The concert, by one of London`s leading chamber choirs the Purcell Singers, was conducted by their renowned conductor and the Cathedral’s Director of Music, Mr Jonathan Schranz. It was held in tribute to Rachmaninoff on the 150th anniversary of his birth. Rachmaninoff, who is widely considered to be one of the finest pianists and composers of his day, was born on 1st April 1873.
“All-Night ” Vigil (Vespers) is his second major choral work, and was written in 1915 in the middle of the First World War. It was received warmly at its Moscow premiere in aid of the First World War relief.
“Though not a particularly religious man himself, Rachmaninoff was drawn to the music of the Church, the ancient chants of both the Russian and Greek traditions and in particular the sound of bells, ” Jonathan Schranz said
“The purpose of the Vigil is to show a sense of beauty in the setting sun and give the congregation a chance to consider the spiritual light of Christ, the new light of the coming day and the eternal light of the heavenly kingdom.”
The concert began with the rendition of “Vestchernya – Vespers” — a fourfold call to prayer. It includes the words: “Come, let us worship and fall down before Christ, God and Maker.” Based on Psalm 103, this was rendered solemnly with an alto solo singing a melody based on Greek chant, alternating with soprano and alto, against a background of tenor and bass.
This was followed by a soulful rendition of Psalm 1, the verses alternating with “Alleluia”. The verses sung by middle voices- alto and tenor- and the refrain by the full choir. Then the choir sang as one voice “Evening Hymn of Light”, one of the most ancient hymns of the Orthodox Church. The melody is a Kiev chant using only four notes and was sung by the tenors. The text carries the words: “Heavenly Father, holy and blessed, Jesus Christ……we praise the Father, Son and the Holy Spirit, God”

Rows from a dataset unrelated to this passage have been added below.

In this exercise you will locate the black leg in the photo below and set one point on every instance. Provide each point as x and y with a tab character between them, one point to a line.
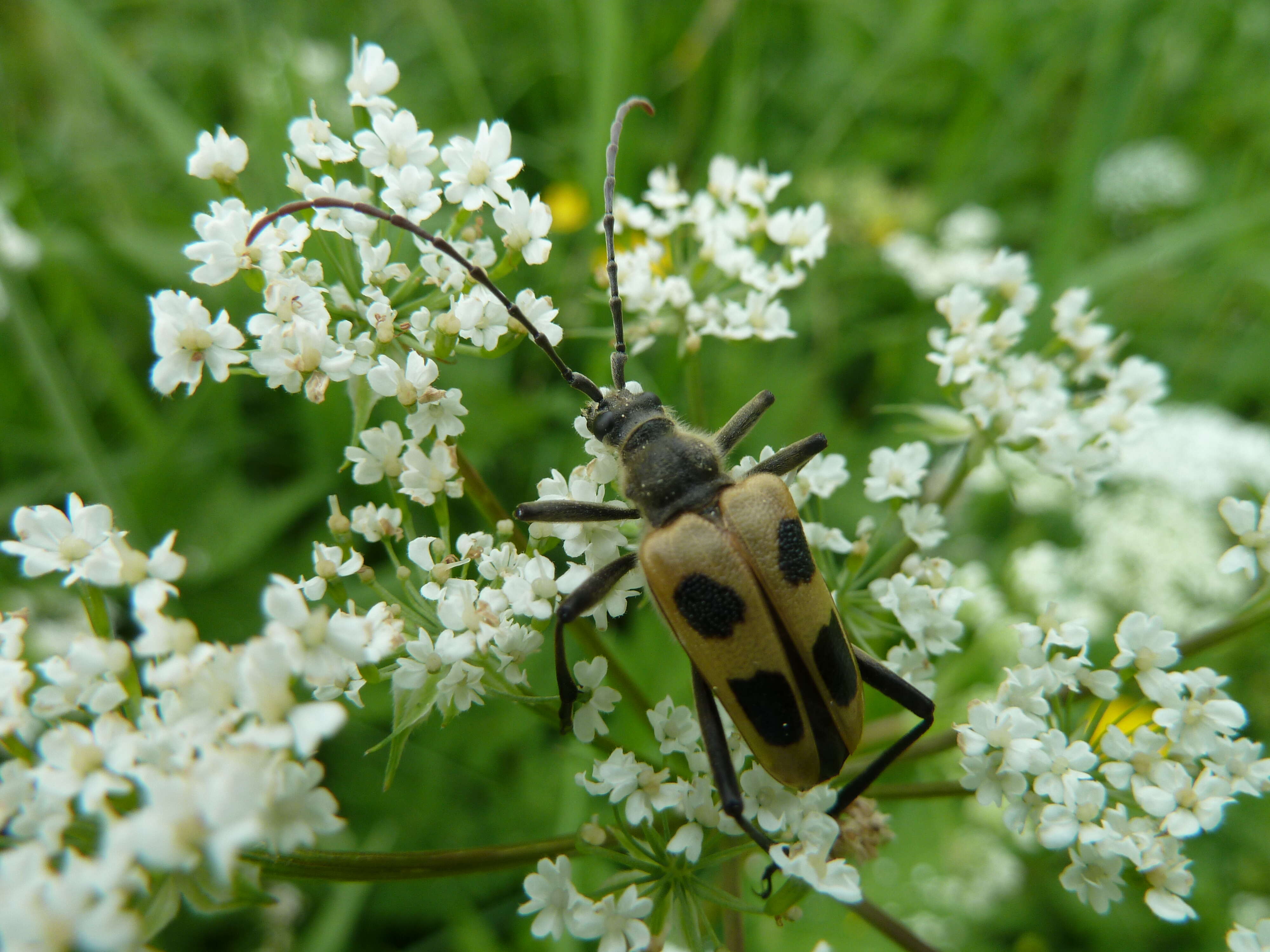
721	761
742	422
793	456
572	511
881	678
582	600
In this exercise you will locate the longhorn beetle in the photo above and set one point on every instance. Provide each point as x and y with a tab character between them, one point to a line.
727	564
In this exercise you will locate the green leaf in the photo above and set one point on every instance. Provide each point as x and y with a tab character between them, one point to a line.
162	907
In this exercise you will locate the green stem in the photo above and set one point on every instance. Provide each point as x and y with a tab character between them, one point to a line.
483	497
351	866
95	606
1219	634
891	927
918	791
590	639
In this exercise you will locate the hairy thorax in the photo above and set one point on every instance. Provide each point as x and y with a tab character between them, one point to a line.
666	469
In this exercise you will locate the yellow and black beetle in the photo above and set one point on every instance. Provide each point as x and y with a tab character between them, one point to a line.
727	563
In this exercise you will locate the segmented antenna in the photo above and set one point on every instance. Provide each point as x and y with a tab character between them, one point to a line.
615	301
573	379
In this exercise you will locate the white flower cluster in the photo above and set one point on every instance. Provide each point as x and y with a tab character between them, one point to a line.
1070	413
178	753
695	266
313	331
1153	765
642	793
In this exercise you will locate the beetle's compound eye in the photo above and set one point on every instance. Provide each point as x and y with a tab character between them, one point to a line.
604	423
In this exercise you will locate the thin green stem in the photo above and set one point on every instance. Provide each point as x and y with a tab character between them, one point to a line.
350	866
483	497
891	927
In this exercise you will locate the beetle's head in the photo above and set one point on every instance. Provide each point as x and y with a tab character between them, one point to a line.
615	417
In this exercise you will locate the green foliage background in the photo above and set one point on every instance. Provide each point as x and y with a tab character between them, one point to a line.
1008	103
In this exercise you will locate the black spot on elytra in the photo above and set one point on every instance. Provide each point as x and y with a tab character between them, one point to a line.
834	662
770	705
793	555
709	606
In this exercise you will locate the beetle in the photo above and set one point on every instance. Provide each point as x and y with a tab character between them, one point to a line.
727	562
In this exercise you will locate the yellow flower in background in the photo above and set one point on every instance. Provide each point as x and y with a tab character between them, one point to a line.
570	206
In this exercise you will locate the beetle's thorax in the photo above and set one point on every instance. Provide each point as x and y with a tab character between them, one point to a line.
666	469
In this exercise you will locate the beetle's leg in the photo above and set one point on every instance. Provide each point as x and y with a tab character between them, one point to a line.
742	422
721	766
582	600
793	456
571	511
883	680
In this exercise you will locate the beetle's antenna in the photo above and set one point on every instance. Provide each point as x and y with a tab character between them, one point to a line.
615	301
573	379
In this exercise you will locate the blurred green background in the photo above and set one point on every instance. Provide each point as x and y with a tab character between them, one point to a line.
891	112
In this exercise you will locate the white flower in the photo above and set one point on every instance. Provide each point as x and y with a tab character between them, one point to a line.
539	313
330	563
1254	545
533	592
1132	762
290	299
87	676
1094	878
587	722
623	777
462	687
664	190
186	340
1241	764
219	158
299	809
303	355
991	780
377	524
1145	644
1187	807
822	477
426	477
810	860
554	898
675	728
478	172
897	473
313	143
617	922
924	525
803	232
410	192
514	645
394	143
373	76
342	221
768	800
382	456
1060	824
821	536
526	225
598	541
50	540
426	658
1059	765
914	666
1193	723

Then came the setting of the “Song of Simeon” (Luke 2:29-32) which is considered to be the high point of Vespers. Rachmaninoff was said to be particularly fond of this movement and wanted it at his funeral, but his wish was not granted.
This was followed by a `Hymn to the Mother of God ‘ in praise of the Blessed Virgin Mary. The three fold setting was very solemn but full of rejoicing and gladness, and the singers gave their best in their rendering. It contained the words, ” Virgin Mother of God rejoice.”

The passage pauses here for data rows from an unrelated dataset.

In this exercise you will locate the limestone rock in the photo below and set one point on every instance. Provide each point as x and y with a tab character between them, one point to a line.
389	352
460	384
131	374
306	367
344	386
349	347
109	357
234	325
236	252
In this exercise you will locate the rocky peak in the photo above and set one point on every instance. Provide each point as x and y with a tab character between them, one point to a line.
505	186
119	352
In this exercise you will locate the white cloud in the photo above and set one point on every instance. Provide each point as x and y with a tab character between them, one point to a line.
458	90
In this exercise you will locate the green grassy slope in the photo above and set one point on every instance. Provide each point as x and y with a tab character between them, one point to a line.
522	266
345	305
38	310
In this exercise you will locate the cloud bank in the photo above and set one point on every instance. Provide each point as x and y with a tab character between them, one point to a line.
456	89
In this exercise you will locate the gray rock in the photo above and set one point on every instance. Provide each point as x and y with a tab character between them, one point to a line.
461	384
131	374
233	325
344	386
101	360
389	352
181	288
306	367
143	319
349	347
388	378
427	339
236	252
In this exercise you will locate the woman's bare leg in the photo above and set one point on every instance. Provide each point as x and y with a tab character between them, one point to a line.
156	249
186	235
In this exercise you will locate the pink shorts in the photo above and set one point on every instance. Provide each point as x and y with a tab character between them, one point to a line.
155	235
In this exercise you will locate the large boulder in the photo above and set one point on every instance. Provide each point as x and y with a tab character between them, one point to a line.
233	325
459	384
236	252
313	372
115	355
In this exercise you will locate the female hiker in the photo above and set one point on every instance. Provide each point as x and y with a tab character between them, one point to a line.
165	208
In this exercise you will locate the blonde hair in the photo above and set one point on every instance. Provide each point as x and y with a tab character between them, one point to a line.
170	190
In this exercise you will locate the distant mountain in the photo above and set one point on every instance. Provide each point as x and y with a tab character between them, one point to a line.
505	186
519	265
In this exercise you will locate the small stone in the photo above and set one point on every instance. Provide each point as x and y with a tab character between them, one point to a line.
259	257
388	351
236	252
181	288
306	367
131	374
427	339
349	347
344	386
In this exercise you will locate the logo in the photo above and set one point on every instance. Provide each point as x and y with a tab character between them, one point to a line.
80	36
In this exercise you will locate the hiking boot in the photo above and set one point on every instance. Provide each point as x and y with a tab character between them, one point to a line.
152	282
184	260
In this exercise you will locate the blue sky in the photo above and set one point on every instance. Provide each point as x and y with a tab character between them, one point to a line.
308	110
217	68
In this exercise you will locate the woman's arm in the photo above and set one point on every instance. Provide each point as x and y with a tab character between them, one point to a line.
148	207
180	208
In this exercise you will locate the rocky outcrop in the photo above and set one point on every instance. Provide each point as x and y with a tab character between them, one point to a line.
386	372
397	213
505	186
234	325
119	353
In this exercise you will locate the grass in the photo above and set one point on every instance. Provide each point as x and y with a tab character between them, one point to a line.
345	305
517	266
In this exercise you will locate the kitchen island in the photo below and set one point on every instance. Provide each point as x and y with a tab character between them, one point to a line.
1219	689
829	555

Then came “Utrenya- Matins”-a chorus in praise of God. It precedes the reading of the Six Psalms expressing man`s sense of loss and separation from God. The next rendition was called “Praise the name of the Lord” with words from Psalm 135 and named “Polyeleos”, which means both “much mercy and much oil”. This is a moment of reconciliation with God. Rachmaninoff uses a `znamenny` chant in octaves for altos and bass, marking the music ´Spiritoso`.
“The Evlogitaria”, which followed next, is a series of stanzas in praise of the Resurrection and one of the longest of the Vigil (around seven minutes). The refrain (Slava Otsu i Sinu– `Blessed art thou O Lord`) was used by Rachmaninoff at the end of his life in his “Symphonic Dances”. It has the lyrics: “Blessed are you Lord, teach me thy statutes.”

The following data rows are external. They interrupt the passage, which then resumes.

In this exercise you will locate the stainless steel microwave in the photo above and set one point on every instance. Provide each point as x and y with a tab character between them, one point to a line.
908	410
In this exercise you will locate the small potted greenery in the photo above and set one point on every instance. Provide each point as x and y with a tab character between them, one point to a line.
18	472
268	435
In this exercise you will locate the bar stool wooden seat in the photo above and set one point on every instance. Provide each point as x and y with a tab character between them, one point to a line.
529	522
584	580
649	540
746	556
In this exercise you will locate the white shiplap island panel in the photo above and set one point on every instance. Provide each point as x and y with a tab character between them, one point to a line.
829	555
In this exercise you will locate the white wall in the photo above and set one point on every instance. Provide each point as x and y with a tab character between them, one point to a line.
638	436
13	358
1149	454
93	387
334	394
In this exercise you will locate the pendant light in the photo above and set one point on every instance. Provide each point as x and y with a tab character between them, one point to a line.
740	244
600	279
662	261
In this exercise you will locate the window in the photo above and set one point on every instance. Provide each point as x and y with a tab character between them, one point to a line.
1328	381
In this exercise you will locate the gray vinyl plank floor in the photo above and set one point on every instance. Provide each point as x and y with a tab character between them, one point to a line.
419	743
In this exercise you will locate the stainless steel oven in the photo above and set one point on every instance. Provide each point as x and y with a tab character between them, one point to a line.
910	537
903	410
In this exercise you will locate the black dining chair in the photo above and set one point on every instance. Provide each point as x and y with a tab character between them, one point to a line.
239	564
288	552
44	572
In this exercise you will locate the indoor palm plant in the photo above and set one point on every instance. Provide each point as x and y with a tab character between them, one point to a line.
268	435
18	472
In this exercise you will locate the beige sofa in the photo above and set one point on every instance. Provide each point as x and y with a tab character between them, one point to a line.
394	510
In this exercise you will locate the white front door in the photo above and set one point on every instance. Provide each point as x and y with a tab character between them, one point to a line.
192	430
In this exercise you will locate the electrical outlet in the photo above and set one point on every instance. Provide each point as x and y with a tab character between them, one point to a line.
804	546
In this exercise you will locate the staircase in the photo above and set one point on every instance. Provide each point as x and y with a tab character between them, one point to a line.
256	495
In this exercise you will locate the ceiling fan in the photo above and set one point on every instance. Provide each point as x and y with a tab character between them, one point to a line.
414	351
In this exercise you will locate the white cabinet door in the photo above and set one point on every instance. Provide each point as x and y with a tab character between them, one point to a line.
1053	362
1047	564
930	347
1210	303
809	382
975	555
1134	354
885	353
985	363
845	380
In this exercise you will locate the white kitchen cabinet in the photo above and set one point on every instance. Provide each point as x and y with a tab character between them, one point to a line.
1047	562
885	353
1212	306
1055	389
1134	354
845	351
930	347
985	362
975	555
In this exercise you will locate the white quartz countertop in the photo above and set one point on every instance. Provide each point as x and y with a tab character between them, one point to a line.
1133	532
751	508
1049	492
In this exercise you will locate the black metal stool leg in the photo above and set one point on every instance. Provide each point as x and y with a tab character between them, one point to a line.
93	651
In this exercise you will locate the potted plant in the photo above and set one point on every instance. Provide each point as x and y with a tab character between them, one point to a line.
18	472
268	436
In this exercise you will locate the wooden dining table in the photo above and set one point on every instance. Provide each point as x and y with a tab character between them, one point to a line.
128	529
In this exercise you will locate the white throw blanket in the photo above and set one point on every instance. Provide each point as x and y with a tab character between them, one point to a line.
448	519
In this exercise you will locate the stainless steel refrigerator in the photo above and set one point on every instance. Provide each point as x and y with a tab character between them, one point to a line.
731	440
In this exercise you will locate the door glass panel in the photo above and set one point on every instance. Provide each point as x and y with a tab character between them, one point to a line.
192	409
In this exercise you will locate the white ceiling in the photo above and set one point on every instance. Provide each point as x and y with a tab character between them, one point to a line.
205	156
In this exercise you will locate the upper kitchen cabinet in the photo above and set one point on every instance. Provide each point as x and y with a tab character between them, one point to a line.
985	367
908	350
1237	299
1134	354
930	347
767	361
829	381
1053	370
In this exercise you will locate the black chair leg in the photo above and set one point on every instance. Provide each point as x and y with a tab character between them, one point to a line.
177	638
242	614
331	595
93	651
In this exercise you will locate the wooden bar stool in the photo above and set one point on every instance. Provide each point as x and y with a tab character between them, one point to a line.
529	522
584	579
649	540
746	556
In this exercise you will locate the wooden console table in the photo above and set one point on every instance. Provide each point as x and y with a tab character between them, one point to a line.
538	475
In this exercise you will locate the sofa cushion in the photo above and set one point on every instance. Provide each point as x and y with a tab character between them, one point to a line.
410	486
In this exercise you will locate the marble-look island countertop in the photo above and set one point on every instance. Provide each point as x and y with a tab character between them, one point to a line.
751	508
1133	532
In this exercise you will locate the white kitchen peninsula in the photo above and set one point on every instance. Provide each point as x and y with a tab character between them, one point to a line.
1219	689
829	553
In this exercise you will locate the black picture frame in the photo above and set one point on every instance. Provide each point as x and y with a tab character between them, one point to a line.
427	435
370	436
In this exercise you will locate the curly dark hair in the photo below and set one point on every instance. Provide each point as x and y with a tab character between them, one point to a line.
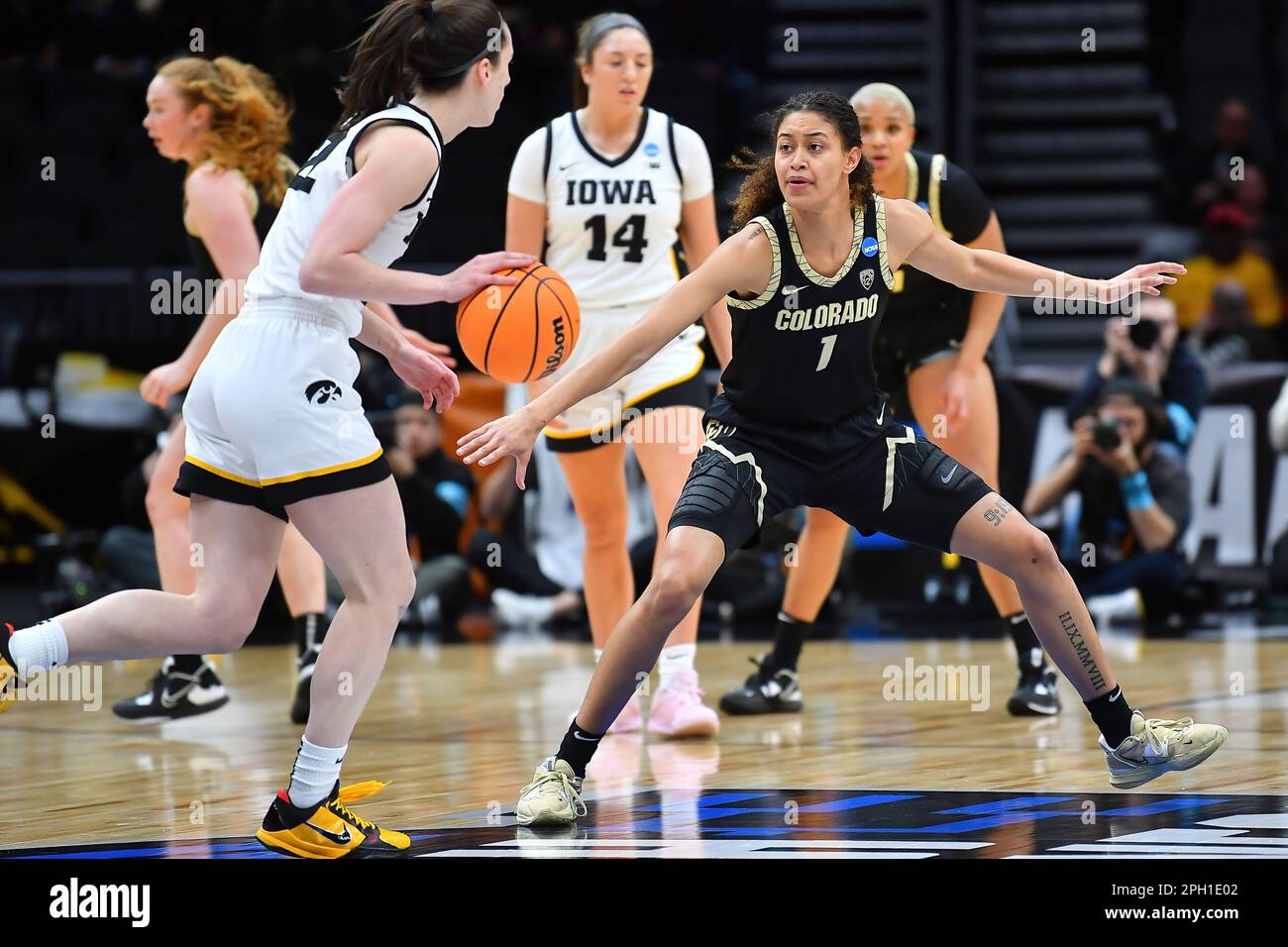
760	192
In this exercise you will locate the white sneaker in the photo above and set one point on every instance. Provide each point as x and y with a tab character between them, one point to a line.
553	797
1159	746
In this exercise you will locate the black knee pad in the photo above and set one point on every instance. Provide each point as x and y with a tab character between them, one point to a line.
939	474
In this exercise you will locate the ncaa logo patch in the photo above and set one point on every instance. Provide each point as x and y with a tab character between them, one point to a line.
322	392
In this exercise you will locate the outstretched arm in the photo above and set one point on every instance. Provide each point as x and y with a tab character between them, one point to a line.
912	237
741	263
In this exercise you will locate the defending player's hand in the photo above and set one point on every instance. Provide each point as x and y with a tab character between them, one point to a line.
1144	278
481	272
436	348
437	384
162	381
511	436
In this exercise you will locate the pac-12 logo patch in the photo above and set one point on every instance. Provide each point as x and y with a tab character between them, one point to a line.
322	392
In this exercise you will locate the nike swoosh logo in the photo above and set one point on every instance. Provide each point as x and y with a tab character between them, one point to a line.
338	839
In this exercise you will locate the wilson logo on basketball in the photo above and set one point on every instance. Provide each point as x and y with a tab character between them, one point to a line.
523	331
555	359
322	392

This was followed by “The Magnificat” (Luke 1: 46-55). Mary`s words given to the bass at first, then alternates with an antiphon “Higher than the Cherubim.” This began in various different keys but always cadences in B Flat.
Then came the climax of the Matins with the exclamation: “Glory to Thee who has shown us the light.” This rendition contained some of the most rhythmically and harmoniously complex music of the Vigil. Yet it was very uplifting. This was followed by two Resurrection hymns.
The nearly an hour Vigil sung by about 40 singers, ended with another hymn to the Virgin called the “Akathist Hymn”. This is named as such because the people stand throughout. It ended the All-Night Vigil in a suitably splendid fashion. The lyrics had these words: ” Set us free from all calamities, then shall we cry to Thee: ‘Rejoice, unwedded Bride.’”
It was an uplifting, inspiring and joyful divine music evening, and the singers received a standing ovation from the audience.
The Purcell Singers will give another concert entitled “Ave Maria: Christmas with Purcell Singers” at St. George`s Cathedral on Saturday 9th December.